La riflessione di Giovanni De Cristofaro, ingegnere e cittadino abruzzese, sul valore della bellezza e sulla scelta di un territorio che difende la propria identità contro l’illusione del petrolio
CHIETI – C’è un filo invisibile che lega le colline della Sardegna alle coste dell’Abruzzo. È il filo della dignità, quello che unisce il pastore Ovidio Marras — l’uomo vero che ha ispirato il film di Riccardo Milani “La vita va così” — a chi oggi dice no alle nuove trivellazioni nell’Adriatico. Marras, novant’anni e una vita di silenzi eloquenti, rifiutò dodici milioni di euro per non vendere l’orizzonte. Un rifiuto semplice, solitario, ma carico di poesia e coraggio: rinunciò alla ricchezza per custodire la bellezza.
Ed è quella stessa dignità che oggi muove tanti cittadini abruzzesi, uniti nel difendere il proprio mare dalle promesse di chi vorrebbe tornare a perforare la terra e il fondale, in nome di una crescita che sa di passato.

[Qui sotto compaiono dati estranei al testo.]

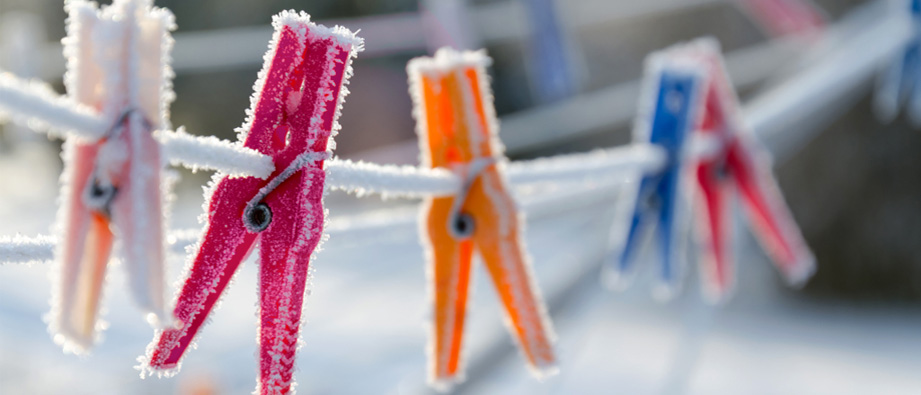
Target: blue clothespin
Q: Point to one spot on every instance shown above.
(660, 197)
(899, 83)
(550, 66)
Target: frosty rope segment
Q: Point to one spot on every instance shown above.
(209, 152)
(34, 104)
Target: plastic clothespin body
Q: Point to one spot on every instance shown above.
(672, 102)
(899, 83)
(689, 91)
(743, 165)
(292, 120)
(457, 130)
(112, 187)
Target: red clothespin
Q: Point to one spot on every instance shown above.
(112, 187)
(292, 119)
(739, 163)
(458, 130)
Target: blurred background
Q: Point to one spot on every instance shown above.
(565, 79)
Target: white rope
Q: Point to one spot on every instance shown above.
(211, 153)
(364, 178)
(772, 116)
(34, 104)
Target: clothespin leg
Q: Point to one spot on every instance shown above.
(498, 238)
(225, 245)
(86, 244)
(450, 271)
(285, 251)
(670, 227)
(625, 260)
(138, 217)
(914, 96)
(896, 82)
(772, 220)
(716, 267)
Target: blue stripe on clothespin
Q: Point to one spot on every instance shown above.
(901, 82)
(549, 58)
(659, 196)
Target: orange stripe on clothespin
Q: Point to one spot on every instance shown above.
(457, 130)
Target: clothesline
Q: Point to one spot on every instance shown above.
(805, 95)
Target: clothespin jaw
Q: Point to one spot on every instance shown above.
(457, 130)
(898, 83)
(740, 164)
(292, 119)
(670, 105)
(118, 64)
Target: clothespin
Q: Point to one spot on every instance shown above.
(111, 186)
(458, 130)
(785, 17)
(292, 119)
(899, 83)
(667, 117)
(724, 156)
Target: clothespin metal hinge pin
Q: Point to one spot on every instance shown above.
(461, 225)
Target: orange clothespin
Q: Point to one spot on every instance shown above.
(457, 129)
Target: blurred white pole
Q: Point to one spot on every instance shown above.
(20, 34)
(447, 24)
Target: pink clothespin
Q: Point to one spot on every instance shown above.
(785, 17)
(111, 187)
(742, 164)
(292, 119)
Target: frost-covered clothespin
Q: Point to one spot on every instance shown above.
(785, 17)
(292, 119)
(899, 83)
(668, 113)
(458, 130)
(725, 156)
(117, 64)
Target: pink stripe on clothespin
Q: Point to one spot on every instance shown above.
(292, 119)
(111, 188)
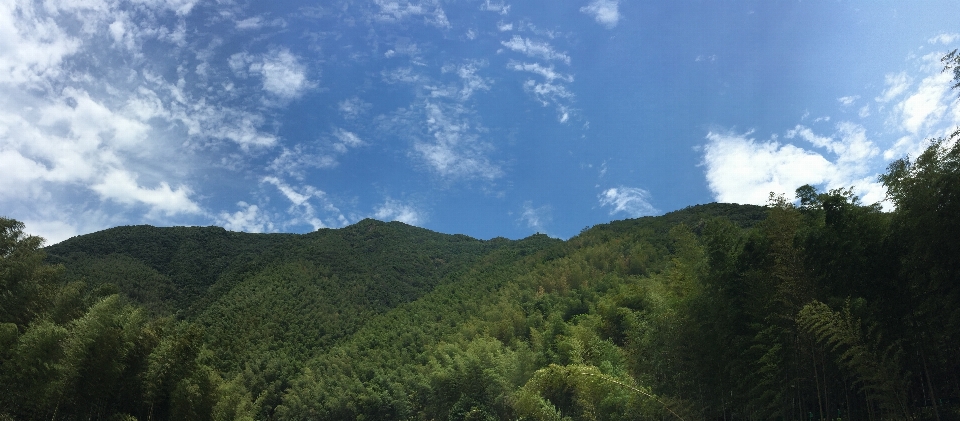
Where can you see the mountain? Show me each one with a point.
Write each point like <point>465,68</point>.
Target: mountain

In queste settimane sono dieci le richieste di ricerca di idrocarburi depositate al Ministero dell’Ambiente, sette a terra e tre in mare. Dieci potenziali ferite aperte su un territorio che ha già dato troppo. Le grandi compagnie energetiche tornano a bussare, rivestite di buone intenzioni: sviluppo, lavoro, ricchezza per tutti. Ma chi conosce la storia di queste operazioni sa che il copione è sempre lo stesso. Il profitto resta in alto, i danni restano in basso: alle persone, all’ambiente, al futuro.

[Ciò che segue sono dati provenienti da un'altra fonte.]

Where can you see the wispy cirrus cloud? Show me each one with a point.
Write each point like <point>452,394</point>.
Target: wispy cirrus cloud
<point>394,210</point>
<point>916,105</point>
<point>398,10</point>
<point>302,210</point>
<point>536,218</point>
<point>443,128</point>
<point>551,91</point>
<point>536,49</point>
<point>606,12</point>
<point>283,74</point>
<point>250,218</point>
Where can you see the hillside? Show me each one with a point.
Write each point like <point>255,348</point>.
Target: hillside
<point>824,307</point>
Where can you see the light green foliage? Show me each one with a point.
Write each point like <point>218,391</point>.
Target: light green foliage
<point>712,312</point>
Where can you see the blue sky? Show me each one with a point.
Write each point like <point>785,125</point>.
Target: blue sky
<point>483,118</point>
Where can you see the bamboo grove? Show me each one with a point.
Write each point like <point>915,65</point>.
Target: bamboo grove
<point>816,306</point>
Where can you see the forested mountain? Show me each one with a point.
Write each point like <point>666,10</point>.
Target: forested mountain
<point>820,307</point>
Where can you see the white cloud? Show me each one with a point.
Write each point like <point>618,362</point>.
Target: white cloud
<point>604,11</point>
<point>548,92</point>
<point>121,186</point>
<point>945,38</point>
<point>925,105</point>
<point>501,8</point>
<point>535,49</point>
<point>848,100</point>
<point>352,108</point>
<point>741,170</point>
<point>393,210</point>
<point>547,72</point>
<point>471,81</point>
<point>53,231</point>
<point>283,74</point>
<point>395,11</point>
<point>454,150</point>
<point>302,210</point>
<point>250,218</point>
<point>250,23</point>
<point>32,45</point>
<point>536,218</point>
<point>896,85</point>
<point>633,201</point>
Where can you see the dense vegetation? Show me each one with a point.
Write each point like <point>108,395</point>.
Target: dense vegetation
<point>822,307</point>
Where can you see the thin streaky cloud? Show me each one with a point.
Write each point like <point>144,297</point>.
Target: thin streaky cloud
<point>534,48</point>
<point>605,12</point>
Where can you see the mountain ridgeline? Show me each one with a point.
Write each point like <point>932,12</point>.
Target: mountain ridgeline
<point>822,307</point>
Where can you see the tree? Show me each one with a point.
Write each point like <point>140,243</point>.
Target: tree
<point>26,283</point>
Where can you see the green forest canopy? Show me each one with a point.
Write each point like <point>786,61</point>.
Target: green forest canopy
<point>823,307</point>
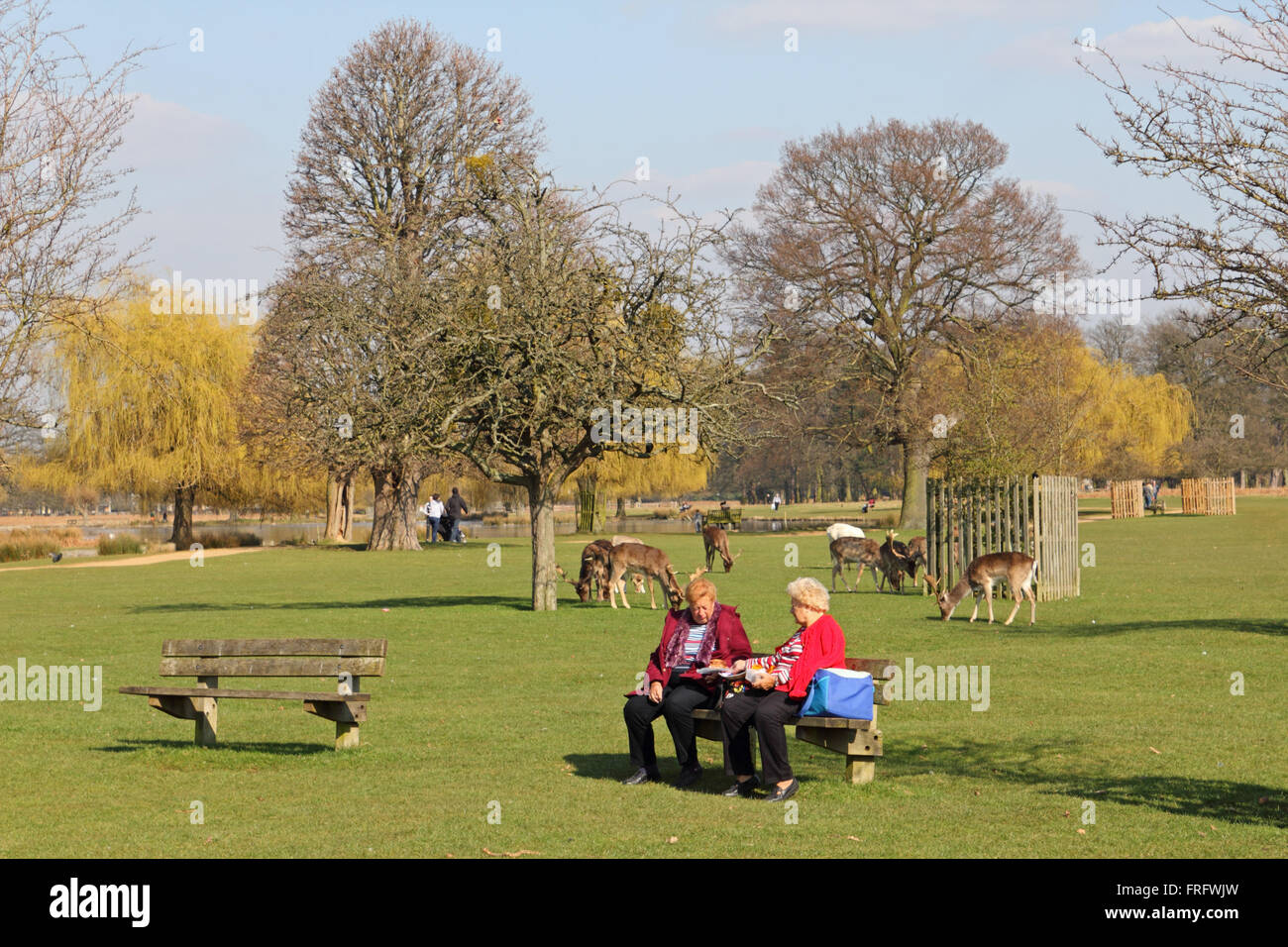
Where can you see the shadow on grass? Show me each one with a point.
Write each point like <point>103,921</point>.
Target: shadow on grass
<point>520,604</point>
<point>616,767</point>
<point>275,749</point>
<point>1111,628</point>
<point>1211,799</point>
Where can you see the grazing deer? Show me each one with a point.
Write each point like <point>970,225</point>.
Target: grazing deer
<point>864,552</point>
<point>893,562</point>
<point>837,531</point>
<point>716,540</point>
<point>915,554</point>
<point>649,561</point>
<point>982,574</point>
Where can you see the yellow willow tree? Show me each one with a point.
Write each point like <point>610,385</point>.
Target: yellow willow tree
<point>668,471</point>
<point>1031,397</point>
<point>150,406</point>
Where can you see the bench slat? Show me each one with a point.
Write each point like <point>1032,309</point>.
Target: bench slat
<point>271,667</point>
<point>807,722</point>
<point>239,693</point>
<point>284,647</point>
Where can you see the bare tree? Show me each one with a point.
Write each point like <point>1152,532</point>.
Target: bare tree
<point>60,123</point>
<point>566,320</point>
<point>874,243</point>
<point>1225,134</point>
<point>376,219</point>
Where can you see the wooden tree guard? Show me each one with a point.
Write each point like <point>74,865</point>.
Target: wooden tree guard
<point>1035,515</point>
<point>1209,496</point>
<point>1127,499</point>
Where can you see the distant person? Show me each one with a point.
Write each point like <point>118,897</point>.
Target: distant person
<point>433,515</point>
<point>456,508</point>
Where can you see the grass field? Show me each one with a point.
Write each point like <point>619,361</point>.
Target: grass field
<point>1121,698</point>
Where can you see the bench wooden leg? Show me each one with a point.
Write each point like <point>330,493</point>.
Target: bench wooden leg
<point>347,715</point>
<point>207,720</point>
<point>861,770</point>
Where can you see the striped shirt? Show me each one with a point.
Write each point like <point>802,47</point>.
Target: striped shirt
<point>692,644</point>
<point>785,656</point>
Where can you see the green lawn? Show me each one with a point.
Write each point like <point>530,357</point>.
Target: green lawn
<point>1121,698</point>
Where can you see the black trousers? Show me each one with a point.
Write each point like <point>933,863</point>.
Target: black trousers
<point>769,710</point>
<point>681,697</point>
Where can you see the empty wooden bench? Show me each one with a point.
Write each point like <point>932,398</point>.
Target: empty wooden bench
<point>347,660</point>
<point>858,740</point>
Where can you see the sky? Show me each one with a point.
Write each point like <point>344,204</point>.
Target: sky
<point>706,91</point>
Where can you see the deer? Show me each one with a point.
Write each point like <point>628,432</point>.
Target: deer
<point>864,552</point>
<point>894,561</point>
<point>649,561</point>
<point>982,574</point>
<point>841,530</point>
<point>716,540</point>
<point>915,554</point>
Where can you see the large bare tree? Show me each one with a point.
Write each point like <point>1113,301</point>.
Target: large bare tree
<point>872,244</point>
<point>567,322</point>
<point>376,221</point>
<point>1222,129</point>
<point>60,123</point>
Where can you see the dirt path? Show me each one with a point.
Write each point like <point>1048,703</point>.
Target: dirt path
<point>137,560</point>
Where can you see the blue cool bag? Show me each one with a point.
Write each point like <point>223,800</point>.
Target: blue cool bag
<point>838,692</point>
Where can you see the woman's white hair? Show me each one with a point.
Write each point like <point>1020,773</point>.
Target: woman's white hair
<point>809,591</point>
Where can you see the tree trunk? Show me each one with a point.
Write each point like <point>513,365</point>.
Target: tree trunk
<point>545,581</point>
<point>394,514</point>
<point>915,467</point>
<point>339,506</point>
<point>181,531</point>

I numeri, ancora una volta, smentiscono le illusioni. Le riserve di gas dell’Abruzzo rappresentano appena l’un per cento di quelle nazionali, una goccia in un mare di propaganda. Nulla che possa incidere davvero sul fabbisogno energetico del Paese. In compenso, la minaccia per il turismo, la pesca e il paesaggio sarebbe irreparabile.
La logica che giustifica tutto questo non è economica, ma ideologica. È la vecchia convinzione che il progresso coincida con il consumo, che la tecnologia valga più della natura, che il profitto immediato sia un valore in sé. È un modo di pensare che appartiene al passato, non al futuro.

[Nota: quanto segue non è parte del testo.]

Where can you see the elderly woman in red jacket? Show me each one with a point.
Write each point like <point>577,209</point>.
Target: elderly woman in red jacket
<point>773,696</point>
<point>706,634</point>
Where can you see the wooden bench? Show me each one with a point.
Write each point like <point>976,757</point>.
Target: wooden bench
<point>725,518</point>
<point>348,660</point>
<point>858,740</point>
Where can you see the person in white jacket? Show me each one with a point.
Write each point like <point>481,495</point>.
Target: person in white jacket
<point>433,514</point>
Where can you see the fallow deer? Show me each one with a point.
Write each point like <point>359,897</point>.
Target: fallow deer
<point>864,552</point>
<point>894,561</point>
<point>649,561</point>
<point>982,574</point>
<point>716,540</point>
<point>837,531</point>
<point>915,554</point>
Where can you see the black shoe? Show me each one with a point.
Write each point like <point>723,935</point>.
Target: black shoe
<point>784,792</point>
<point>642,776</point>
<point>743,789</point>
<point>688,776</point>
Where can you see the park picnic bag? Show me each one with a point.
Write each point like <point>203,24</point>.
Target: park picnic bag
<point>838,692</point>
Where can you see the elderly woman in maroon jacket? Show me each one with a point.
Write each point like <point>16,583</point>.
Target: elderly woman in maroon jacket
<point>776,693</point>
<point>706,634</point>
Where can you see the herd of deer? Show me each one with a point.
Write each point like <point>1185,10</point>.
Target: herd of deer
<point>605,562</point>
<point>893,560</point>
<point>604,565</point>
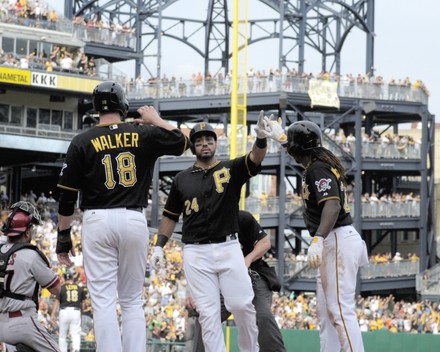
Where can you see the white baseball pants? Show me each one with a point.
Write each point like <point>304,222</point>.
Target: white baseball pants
<point>344,252</point>
<point>209,269</point>
<point>70,319</point>
<point>115,248</point>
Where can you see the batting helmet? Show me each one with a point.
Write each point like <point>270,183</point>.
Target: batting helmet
<point>109,96</point>
<point>21,217</point>
<point>303,136</point>
<point>202,128</point>
<point>69,274</point>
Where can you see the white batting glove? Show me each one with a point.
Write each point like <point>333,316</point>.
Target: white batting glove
<point>262,126</point>
<point>314,254</point>
<point>275,130</point>
<point>157,259</point>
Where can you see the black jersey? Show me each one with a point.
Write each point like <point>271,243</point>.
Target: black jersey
<point>72,295</point>
<point>112,164</point>
<point>321,182</point>
<point>208,198</point>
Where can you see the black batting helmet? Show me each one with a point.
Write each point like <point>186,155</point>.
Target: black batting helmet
<point>199,129</point>
<point>303,136</point>
<point>22,216</point>
<point>109,96</point>
<point>69,274</point>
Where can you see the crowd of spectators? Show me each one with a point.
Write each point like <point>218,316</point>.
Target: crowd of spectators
<point>379,146</point>
<point>273,80</point>
<point>28,13</point>
<point>60,59</point>
<point>38,14</point>
<point>96,29</point>
<point>374,313</point>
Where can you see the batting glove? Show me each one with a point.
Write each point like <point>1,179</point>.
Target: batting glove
<point>64,241</point>
<point>314,254</point>
<point>275,130</point>
<point>157,259</point>
<point>262,126</point>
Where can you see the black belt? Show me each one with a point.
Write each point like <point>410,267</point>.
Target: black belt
<point>232,236</point>
<point>139,209</point>
<point>15,314</point>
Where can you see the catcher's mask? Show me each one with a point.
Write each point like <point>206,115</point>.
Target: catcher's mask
<point>22,216</point>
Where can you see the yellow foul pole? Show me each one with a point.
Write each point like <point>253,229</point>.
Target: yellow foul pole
<point>238,140</point>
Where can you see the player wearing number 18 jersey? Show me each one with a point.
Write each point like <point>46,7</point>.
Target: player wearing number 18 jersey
<point>112,165</point>
<point>70,303</point>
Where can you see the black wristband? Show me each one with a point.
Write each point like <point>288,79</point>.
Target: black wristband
<point>64,241</point>
<point>161,240</point>
<point>261,143</point>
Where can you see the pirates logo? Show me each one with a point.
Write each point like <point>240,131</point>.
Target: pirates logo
<point>323,184</point>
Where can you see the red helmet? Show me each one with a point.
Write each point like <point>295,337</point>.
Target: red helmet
<point>21,217</point>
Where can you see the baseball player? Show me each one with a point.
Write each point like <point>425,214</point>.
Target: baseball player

Nel 2014, quando l’Abruzzo rischiava di diventare un distretto petrolifero, un ingegnere scrisse da solo una lettera al Ministero, opponendosi. Era un imprenditore nel settore delle energie rinnovabili, convinto che lo sviluppo vero non debba tradire la natura. Oggi, quella visione è più attuale che mai.
La risposta alle sfide energetiche non si trova sottoterra, ma sopra: nel sole, nel vento, nelle comunità energetiche, nella tecnologia pulita e nella politica coraggiosa. Occorre unire economia e bellezza, lavoro e rispetto, innovazione e radici.
Nel film, il pastore Efisio — alter ego di Marras — guarda il mare e sussurra: “Un posto bello deve restare di tutti.” Dovrebbe essere il motto di ogni abruzzese, di ogni italiano che crede che la dignità non si misuri in metri cubi di gas ma in metri di orizzonte da difendere.
La vita va così, dicono.
Ma noi possiamo ancora scegliere che direzione darle.